Figure 3

Mutation of E411 results in diminished nuclear export of STAT1. (A) Altered nucleocytoplasmic distribution of the E411A mutant. HeLa cells expressing GFP-tagged STAT1 variants were either unstimulated (−) or stimulated with IFNγ (+), as indicated. The levels of phosphorylated STAT1 were probed separately in cytosolic and nuclear extracts by means of Western blotting using a phospho-tyrosine-specific STAT1 antibody. Similar amounts of endogenous phospho-STAT1 in both transfections were loaded onto the gel (lower band). The concentration of phosphorylated STAT1-E411A-GFP (upper band) in nuclear extracts (N) exceeded that of the wild-type, whereas, conversely, in cytosolic extracts (C) there were lower amounts as compared to the wild-type protein. The purity of cytoplasmic/nuclear extracts was assessed by simultaneous incubation of the blot membrane with anti-ß-tubulin and anti-lamin A antibodies followed by secondary species-specific IRDye 680LT and 800CW antibodies. (B) Reduced nuclear export kinetics of STAT1-E411A and -E421K. HeLa cells expressing fusions of green fluorescent protein with either wild-type or mutant STAT1 were prestimulated for 45 min with IFNγ to induce nuclear accumulation (top panel) and then treated for 6 min in the presence of 50 μg/ml digitonin in transport buffer (bottom panel).
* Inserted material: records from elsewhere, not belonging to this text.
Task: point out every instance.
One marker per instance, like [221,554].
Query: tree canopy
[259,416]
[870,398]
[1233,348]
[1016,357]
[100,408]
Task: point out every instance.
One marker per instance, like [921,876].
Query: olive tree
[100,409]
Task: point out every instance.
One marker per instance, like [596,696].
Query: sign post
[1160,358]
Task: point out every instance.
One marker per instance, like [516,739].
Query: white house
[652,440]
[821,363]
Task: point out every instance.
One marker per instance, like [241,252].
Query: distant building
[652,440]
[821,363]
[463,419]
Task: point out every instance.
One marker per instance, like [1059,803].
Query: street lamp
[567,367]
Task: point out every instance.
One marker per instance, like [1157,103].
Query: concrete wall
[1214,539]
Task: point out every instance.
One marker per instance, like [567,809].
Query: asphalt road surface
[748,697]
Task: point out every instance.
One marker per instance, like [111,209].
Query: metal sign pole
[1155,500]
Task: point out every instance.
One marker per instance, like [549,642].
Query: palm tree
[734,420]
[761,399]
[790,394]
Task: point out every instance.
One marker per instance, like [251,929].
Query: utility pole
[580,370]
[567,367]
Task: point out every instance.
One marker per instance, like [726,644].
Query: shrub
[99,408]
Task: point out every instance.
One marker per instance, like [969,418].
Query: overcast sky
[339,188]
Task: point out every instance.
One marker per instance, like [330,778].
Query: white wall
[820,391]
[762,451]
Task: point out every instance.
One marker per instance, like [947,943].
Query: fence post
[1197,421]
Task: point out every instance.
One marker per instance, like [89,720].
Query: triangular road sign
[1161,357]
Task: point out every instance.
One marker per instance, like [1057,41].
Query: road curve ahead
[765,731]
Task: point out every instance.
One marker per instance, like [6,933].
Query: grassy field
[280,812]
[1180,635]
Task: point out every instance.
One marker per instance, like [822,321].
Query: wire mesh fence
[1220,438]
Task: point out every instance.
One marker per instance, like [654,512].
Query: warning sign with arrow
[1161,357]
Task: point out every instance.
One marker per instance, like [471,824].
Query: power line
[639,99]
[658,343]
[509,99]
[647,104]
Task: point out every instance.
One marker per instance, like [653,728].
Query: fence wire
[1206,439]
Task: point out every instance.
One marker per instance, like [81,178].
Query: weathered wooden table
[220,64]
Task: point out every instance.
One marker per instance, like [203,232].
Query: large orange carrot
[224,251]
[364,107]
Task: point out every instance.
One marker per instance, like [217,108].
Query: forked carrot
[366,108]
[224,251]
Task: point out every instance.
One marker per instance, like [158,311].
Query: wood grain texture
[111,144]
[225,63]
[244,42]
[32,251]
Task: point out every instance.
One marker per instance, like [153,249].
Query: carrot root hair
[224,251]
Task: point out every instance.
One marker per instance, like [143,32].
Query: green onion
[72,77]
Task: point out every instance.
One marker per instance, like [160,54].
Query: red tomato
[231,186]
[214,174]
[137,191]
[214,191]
Fluorescence micrographs of formaldehyde-fixed cells are shown, demonstrating the amount of nuclear STAT1-GFP and the localization of the corresponding Hoechst-stained nuclei. (C) The E411A mutation restores defective nuclear accumulation of the STAT1-NES-GFP construct. HeLa cells were transfected with pSTAT1-NES-GFP, which coded for a transferable nuclear export signal (NES) situated between the cDNAs for full-length STAT1 and GFP. Cells expressing wild-type STAT1-NES-GFP or the respective E411A variant thereof were either left untreated or stimulated with IFNγ.